The NAACP is against charter schools and American Federation of Teachers President Randi Weingarten has called them the “polite cousins” to Jim Crow. But new test scores released in New York indicate that black and Hispanic kids in Harlem are benefiting from the charter movement.
Eva Moskowitz, founder and CEO of the Success Academy Charter Schools, has looked at the new numbers. She writes in this morning's Wall Street Journal:
The results of the 2017 New York state tests were released Tuesday, and my staff has been busy crunching the numbers. They demonstrate how transformative [the growth of charter schools] has been for Harlem residents. In Central Harlem, for example, the number of students meeting rigorous, Common Core math standards has more than doubled since 2013—from 1,690 to 3,703. Students attending charter schools account for 96% of that growth. Results for English language arts are similarly inspiring.
The highest performing charter schools, like Success Academy, have actually reversed the achievement gap. Black and Hispanic students from Central Harlem’s seven Success Academy schools outperform white students across the city by 33 points in math and 21 points in reading; low-income students outperform the city’s affluent students by 38 and 24 points in math and reading respectively.
Moskowitz goes on to address the claim of anti-charter leaders that the charter movement has an adverse effect on public schools:
To justify their arguments, Ms. Weingarten and others propagate the myth that charter-school successes have come at the expense of traditional district schools. But this claim has been disproved again and again. In New York City, for example, a comprehensive study found improved academic performance, safety, and student engagement at district schools with charter schools, particularly high-performing ones, located nearby or in the same building.

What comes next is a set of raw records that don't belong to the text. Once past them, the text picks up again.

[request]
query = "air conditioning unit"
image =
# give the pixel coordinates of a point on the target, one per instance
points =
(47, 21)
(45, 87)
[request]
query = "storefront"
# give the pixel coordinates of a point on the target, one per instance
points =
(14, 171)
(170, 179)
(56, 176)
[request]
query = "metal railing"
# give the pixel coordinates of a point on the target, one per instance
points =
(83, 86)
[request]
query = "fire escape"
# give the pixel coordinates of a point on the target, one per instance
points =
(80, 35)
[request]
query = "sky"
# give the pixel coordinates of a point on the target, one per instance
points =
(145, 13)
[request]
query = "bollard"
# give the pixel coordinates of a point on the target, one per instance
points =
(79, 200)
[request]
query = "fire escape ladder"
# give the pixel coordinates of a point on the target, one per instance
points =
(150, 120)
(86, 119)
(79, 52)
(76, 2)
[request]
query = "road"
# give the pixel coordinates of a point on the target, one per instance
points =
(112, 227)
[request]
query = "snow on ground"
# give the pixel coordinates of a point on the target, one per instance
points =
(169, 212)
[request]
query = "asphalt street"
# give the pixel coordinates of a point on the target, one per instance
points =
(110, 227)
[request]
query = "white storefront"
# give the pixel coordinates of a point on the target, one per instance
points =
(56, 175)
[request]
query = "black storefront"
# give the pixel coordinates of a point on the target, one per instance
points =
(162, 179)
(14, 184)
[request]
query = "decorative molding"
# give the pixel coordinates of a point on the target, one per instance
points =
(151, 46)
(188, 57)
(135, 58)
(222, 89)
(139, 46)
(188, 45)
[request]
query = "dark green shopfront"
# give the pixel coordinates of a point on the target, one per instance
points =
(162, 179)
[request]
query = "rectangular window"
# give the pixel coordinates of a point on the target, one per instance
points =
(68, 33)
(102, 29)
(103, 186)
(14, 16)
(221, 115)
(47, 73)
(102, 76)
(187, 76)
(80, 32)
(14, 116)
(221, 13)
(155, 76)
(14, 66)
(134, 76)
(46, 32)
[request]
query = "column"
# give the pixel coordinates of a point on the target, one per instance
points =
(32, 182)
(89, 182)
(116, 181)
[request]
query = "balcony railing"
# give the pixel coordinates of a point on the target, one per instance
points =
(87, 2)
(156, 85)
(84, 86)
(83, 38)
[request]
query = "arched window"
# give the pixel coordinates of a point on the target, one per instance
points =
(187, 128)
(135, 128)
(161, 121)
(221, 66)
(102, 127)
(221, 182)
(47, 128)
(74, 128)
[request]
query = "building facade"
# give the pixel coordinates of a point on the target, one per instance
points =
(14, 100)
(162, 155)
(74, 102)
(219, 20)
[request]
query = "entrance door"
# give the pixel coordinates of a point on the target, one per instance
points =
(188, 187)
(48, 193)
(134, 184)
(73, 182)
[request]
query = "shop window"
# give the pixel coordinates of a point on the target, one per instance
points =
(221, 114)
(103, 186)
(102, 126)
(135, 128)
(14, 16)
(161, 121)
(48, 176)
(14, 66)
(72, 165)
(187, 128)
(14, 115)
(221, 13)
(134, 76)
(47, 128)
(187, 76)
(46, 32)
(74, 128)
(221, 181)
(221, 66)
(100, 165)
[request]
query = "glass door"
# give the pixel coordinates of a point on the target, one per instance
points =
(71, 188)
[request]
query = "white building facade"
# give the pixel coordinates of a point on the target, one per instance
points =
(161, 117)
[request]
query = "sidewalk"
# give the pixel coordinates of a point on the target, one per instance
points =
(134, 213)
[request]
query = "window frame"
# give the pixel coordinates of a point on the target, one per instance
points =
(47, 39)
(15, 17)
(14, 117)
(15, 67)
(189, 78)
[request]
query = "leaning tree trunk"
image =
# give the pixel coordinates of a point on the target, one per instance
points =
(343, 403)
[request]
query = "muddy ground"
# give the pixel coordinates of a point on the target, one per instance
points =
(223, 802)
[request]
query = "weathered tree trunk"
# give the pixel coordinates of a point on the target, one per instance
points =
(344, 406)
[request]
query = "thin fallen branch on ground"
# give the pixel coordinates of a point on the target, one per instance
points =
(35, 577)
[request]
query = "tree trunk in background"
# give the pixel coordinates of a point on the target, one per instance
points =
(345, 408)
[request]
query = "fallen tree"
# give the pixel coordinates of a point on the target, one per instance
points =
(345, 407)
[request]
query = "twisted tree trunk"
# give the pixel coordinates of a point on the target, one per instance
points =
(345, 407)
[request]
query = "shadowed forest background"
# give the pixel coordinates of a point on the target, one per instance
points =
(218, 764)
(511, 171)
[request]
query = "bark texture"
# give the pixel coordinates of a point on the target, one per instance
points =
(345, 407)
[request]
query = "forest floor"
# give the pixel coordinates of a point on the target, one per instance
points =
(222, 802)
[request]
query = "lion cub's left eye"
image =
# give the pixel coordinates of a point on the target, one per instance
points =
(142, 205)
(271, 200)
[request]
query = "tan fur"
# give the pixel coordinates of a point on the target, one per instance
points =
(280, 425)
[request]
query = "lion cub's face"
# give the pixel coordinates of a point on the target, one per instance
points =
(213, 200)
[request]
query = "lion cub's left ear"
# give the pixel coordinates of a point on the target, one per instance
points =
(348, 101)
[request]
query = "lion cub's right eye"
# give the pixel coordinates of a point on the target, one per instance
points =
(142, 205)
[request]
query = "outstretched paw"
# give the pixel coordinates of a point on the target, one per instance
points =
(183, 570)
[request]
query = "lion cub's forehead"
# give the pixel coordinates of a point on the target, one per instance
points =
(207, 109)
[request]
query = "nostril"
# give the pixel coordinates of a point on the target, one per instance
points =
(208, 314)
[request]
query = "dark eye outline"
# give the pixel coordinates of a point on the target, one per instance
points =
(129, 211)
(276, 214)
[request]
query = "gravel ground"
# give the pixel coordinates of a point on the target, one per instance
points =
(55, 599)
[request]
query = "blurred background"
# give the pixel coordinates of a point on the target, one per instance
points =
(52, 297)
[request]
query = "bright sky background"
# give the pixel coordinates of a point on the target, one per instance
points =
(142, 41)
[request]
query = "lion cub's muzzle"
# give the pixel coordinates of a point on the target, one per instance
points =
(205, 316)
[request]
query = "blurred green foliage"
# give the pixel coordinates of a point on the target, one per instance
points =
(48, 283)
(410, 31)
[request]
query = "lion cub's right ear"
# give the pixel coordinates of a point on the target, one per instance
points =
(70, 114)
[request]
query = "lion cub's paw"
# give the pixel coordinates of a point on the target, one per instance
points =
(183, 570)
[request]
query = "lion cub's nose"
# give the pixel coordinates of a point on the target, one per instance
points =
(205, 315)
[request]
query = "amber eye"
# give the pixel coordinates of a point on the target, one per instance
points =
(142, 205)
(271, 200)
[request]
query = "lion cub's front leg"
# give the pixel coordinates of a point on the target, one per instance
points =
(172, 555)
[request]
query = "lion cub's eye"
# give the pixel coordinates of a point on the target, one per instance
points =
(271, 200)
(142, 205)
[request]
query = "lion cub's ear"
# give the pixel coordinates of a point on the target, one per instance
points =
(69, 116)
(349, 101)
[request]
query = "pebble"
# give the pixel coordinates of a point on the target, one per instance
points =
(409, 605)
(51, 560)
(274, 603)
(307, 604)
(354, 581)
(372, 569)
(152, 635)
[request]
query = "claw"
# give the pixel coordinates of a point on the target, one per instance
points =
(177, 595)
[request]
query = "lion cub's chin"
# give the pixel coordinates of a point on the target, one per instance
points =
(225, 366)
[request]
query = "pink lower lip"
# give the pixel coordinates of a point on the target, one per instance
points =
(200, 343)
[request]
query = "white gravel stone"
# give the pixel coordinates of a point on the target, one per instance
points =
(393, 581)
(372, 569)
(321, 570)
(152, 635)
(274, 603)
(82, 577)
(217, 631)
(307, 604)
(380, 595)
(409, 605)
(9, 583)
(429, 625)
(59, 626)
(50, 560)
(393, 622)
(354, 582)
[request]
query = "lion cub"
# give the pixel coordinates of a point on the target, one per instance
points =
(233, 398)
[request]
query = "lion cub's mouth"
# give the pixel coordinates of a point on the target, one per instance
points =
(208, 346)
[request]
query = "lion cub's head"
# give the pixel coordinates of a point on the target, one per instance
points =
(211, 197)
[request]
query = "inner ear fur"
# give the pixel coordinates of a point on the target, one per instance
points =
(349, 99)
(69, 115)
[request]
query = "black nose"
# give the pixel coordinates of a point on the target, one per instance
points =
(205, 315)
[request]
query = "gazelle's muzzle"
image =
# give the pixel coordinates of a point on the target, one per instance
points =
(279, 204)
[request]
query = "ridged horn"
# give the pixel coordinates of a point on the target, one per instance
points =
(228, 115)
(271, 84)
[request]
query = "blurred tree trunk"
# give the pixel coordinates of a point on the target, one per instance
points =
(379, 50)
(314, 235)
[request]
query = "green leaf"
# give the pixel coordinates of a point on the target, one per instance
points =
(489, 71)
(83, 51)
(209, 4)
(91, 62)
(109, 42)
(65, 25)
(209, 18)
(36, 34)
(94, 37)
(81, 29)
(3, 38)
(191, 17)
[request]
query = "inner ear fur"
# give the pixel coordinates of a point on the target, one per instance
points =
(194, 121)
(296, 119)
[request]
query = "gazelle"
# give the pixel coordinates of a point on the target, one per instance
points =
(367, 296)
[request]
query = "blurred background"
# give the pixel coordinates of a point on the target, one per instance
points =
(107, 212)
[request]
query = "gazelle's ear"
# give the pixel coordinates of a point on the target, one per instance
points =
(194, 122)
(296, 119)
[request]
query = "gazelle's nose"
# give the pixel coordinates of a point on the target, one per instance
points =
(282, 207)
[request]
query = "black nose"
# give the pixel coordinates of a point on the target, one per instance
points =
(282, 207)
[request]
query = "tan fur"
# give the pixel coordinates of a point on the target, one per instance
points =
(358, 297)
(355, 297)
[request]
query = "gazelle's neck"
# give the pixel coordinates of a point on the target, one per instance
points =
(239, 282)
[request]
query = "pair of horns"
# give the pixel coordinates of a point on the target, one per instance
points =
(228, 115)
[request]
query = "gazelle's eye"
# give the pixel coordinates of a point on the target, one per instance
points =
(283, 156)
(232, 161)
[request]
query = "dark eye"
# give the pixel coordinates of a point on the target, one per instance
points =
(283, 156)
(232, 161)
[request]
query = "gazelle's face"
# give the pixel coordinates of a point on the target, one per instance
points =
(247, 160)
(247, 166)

This finding is exemplified by Harlem’s District 5. Charter-school enrollment in this district has grown exponentially since 2006, the year the first Success Academy opened. Far from spurring a decline among the district’s public schools, the district’s academic ranking relative to others in the city increased slightly over this period. When charter schools are included in this equation, its ranking spikes an additional 12 spots, from 14 to 28. Neighborhoods like the South Bronx and Central Brooklyn, where a growing proportion of students are attending charter schools, should expect to see similarly dramatic improvements.
Given this new data, it is hard to see the anti-charter arguments put forward by the AFT as anything more than a cynical campaign to hold onto union power–at the expense of low-income kids.